Marks points out that if I happen to be a good deal smarter and much luckier than most of my “cohort,” as they say in the University of Pennsylvania sociology class that I will never attend, all I need to do is work extremely hard in school, get my hands on some computer technology one way or another, use it to somewhat magically acquire the cultural capital regarding the world of education that Marks acknowledges was a birthright for his own children, and then squeeze some scholarships out of the limousine liberals on the boards of Choate or Phillips Exeter. This will allow me to get into college, which as Marks is well aware guarantees Americans today a solidly middle class — as a writer for Forbes he defines this as a household income of $250,000 per year or higher — lifestyle.

This is just a terrific set of unspeakably useful suggestions for someone in my admittedly daunting social situation.

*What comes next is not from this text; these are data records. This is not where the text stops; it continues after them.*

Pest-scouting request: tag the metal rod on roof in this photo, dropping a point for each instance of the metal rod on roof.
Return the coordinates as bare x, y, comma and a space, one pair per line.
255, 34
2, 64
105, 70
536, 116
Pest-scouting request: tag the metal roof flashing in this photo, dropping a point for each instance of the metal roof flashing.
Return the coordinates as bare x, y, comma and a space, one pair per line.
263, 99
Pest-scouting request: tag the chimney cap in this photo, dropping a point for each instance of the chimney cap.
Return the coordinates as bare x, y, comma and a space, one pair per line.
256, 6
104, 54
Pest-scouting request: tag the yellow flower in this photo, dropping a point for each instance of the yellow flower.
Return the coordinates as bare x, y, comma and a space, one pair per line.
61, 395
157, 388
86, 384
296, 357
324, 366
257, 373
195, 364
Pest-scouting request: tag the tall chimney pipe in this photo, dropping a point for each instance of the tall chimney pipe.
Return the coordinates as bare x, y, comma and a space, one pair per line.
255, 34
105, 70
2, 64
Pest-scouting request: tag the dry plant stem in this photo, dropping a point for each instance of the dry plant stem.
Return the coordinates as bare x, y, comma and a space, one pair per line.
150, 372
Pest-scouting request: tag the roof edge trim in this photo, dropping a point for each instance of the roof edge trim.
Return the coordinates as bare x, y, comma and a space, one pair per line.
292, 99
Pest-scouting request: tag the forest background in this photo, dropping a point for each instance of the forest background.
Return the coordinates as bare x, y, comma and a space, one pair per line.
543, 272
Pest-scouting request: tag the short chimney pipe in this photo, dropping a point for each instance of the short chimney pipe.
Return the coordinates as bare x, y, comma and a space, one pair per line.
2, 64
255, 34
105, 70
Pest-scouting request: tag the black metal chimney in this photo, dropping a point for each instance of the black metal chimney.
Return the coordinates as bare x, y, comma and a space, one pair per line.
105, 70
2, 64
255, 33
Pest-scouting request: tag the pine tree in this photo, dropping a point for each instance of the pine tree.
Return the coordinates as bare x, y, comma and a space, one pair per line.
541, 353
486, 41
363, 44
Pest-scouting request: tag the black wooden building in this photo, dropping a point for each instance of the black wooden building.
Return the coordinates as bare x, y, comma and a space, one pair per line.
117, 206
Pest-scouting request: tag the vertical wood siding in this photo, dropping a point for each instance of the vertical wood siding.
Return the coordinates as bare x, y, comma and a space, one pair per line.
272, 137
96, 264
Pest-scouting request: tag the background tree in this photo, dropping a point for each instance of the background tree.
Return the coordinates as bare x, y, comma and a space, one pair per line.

Thanks rich middle-aged white guy!

Now let me return the favor.

If I were a rich white guy, I would also have a lot to overcome. For instance, I’d have to fight constantly against the massive structural economic and cultural forces that would be constantly impelling me to act like a clueless jackass. These include a cultural ideology that somehow gets people who are not developmentally disabled to believe the thesis of your essay, which can not unfairly be summarized as: “If it’s not literally impossible for a black child born into the world of our poverty-stricken, strictly segregated inner cities to escape that world, this fact has great significance for public policy, and should be highlighted for the purpose of convincing people that the social problem of race-based poverty in America can be overcome through individual effort.

Yep, if I were a rich white guy I might actually get paid cash money to write op-ed pieces based on that proposition. Think I’m exaggerating? Check it out:

The biggest challenge we face isn’t inequality. It’s ignorance. So many kids from West Philadelphia don’t even know these opportunities exist for them.

All things considered, I have serious doubts regarding the perspicacity of this social analysis. Because after all, Rich White Guy, exactly how many of the kids in my neighborhood are supposed to go to Choate and Princeton, or for that matter Magnet School and Penn State? What about the 99.9% of the kids in my neighborhood for whom your unsolicited self-improvement plan is utterly unrealistic on so many levels that they’re not even worth listing, since they are, if you’re not someone prone to spouting absurd “advice” that could only be a product of a combination of extreme social privilege and money-sheltered ignorance, too obvious to point out?

Here’s your stirring conclusion:

Technology can help these kids. But only if the kids want to be helped. Yes, there is much inequality. But the opportunity is still there in this country for those that are smart enough to go for it.

Maybe the biggest problem we face really is ignorance.